In a quirk of NFL economics, expenses rise and revenue falls for playoff teams, sports economists said.
But there are measures teams can take to make the championship run pay.
If history is any indicator, a Super Bowl XLI victory for the Colts will mean a significant ticket increase for the team's fans.
Seven of the last 10 Super Bowl champs have increased ticket prices the following year more than 10 percent, and four of those raised ticket prices more than 20 percent.
And with good reason. Eight of those 10 teams reported a double-digit increase in either season-ticket sales or the length of their season-ticket waiting list. The Tampa Bay Buccaneers saw their season-ticket waiting list grow a whopping 60 percent following their first Super Bowl victory, in 2003.

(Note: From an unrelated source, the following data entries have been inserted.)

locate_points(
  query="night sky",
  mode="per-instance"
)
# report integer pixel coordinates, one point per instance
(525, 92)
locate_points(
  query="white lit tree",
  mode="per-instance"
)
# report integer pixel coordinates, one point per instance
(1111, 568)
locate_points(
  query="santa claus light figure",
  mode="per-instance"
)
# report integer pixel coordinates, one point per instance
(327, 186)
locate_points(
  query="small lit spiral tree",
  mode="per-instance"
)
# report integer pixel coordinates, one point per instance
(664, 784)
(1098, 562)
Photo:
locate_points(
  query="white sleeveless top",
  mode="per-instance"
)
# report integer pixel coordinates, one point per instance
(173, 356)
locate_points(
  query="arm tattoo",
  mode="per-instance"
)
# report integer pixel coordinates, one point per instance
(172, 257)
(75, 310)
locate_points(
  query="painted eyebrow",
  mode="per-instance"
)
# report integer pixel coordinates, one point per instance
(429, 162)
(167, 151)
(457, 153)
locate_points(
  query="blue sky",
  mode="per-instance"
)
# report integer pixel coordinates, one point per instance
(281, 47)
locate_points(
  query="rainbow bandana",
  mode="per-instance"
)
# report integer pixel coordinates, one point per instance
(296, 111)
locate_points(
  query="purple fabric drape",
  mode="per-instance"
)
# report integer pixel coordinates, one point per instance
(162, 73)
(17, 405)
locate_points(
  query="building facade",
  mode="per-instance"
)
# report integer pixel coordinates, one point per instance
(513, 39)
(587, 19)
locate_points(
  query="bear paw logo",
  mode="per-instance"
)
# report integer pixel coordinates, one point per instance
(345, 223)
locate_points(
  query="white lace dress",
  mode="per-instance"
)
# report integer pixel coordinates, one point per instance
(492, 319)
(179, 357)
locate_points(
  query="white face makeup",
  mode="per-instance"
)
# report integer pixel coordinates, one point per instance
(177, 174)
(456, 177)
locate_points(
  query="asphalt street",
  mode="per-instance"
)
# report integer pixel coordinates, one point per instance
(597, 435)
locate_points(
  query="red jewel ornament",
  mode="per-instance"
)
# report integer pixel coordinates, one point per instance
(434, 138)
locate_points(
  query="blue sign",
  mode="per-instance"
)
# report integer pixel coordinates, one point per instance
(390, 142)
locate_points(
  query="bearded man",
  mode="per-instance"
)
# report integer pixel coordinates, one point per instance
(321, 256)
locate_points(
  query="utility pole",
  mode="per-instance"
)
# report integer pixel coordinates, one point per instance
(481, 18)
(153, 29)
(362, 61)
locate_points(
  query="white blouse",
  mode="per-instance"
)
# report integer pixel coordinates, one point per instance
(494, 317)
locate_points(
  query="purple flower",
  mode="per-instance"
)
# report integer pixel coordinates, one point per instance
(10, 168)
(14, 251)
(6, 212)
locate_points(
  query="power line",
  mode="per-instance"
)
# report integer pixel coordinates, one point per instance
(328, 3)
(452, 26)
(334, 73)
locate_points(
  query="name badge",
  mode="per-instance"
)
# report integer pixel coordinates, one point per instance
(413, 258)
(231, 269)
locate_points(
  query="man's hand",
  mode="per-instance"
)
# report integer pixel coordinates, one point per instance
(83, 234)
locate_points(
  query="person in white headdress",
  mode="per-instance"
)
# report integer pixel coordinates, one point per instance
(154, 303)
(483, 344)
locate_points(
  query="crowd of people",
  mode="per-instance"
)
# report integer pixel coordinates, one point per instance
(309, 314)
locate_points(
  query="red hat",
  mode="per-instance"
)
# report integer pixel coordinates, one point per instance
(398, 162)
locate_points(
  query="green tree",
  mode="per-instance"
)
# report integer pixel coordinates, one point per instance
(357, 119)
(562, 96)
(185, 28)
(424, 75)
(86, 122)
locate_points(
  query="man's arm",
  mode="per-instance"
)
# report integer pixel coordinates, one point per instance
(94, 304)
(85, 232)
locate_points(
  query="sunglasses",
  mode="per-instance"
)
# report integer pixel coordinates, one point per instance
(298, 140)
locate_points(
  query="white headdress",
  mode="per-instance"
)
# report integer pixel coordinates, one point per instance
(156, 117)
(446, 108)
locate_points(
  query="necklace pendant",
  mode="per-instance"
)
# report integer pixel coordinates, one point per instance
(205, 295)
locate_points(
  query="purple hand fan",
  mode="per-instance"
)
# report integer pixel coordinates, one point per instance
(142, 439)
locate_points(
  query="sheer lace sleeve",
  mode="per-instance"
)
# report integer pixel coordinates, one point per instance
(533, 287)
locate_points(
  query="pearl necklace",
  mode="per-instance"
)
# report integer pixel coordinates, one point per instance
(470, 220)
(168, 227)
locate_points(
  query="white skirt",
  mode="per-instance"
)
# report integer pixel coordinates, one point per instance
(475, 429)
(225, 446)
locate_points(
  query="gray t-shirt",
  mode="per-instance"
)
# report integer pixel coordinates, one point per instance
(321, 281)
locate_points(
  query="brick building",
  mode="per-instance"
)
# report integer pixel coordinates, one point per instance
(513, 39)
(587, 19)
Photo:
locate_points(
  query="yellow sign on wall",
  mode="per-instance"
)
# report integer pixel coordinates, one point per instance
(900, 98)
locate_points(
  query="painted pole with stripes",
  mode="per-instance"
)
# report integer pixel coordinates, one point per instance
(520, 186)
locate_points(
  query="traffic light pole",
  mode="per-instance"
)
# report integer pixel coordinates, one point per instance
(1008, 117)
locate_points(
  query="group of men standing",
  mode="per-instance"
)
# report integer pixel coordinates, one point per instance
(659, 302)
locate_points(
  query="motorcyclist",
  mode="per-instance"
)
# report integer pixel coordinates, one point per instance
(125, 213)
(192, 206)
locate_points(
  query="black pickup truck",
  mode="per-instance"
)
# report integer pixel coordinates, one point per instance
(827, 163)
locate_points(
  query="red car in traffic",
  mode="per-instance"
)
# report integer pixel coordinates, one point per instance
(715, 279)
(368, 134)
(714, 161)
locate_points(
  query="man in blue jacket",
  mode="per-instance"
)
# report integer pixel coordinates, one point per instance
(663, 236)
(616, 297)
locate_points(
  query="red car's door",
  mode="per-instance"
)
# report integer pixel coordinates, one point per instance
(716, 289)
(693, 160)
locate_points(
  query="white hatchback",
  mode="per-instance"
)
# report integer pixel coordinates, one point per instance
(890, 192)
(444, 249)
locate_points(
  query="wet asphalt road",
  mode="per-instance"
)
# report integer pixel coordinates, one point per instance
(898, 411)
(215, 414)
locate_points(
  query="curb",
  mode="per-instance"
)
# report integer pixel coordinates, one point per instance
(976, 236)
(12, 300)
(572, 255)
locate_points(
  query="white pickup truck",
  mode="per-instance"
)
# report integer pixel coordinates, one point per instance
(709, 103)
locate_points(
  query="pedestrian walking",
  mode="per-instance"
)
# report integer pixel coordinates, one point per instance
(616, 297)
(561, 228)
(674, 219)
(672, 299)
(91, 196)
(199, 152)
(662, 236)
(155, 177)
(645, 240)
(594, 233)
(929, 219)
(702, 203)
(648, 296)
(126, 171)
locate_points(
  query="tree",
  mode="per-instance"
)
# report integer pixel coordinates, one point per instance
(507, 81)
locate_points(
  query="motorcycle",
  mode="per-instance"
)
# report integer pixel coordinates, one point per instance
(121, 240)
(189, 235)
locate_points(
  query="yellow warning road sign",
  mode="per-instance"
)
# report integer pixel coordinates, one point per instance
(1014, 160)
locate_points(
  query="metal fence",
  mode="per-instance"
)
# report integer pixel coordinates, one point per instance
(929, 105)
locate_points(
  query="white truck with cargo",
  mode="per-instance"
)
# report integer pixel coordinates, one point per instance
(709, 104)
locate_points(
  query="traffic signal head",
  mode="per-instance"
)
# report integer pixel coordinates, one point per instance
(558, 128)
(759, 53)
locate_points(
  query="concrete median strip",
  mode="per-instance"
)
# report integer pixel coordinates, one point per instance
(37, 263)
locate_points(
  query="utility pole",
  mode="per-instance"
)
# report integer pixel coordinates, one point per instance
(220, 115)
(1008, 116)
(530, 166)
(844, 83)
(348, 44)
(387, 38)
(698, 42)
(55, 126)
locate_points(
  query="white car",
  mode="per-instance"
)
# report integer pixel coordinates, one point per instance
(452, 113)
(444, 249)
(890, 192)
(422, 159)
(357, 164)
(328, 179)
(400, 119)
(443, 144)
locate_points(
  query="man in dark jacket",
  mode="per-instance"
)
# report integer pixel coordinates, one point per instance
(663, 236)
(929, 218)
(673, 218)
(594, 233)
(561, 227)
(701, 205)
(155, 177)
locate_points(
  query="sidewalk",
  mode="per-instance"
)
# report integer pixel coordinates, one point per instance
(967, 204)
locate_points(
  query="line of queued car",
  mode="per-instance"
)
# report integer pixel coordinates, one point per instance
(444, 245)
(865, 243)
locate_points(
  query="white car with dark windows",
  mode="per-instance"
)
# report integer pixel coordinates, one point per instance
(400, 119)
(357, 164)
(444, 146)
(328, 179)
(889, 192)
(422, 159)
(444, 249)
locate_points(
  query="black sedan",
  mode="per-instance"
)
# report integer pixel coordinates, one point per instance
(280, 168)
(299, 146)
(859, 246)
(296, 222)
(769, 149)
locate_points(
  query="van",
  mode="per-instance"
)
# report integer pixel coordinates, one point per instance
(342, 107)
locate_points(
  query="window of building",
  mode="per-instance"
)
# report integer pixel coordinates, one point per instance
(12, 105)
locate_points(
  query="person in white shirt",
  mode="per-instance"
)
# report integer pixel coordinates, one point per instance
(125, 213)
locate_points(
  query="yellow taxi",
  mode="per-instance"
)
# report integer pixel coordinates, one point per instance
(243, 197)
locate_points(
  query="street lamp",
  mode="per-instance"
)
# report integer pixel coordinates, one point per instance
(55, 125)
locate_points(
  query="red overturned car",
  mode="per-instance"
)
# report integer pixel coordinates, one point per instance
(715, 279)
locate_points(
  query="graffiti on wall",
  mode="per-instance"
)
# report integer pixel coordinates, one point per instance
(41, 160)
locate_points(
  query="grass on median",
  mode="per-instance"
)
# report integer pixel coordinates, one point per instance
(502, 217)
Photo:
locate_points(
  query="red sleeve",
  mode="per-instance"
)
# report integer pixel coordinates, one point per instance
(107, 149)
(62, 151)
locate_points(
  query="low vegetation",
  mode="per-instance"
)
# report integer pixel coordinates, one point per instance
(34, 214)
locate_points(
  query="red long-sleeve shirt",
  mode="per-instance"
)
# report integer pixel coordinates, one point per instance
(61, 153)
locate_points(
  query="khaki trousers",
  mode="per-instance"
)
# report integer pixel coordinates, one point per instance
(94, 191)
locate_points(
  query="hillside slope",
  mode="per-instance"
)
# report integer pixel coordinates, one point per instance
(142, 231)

Ticket-price increases are one of several means by which Colts officials could seek to offset Super Bowl expenditures, sports marketers said. Colts officials were not available for comment.
"They'll try to leverage this into not only ticket sales, but things like sponsorships, suite sales and stronger local TV and radio deals," said Milt Thompson, president of Grand Slam Cos., a locally based sports marketing consultancy. "It will be incumbent upon the team to be creative enough to maximize their revenue from this."
Pain and gain
Balancing long-term opportunities and challenges generated by the success of a Super Bowl run will demand the attention of Irsay and his top front-office lieutenants in the coming months.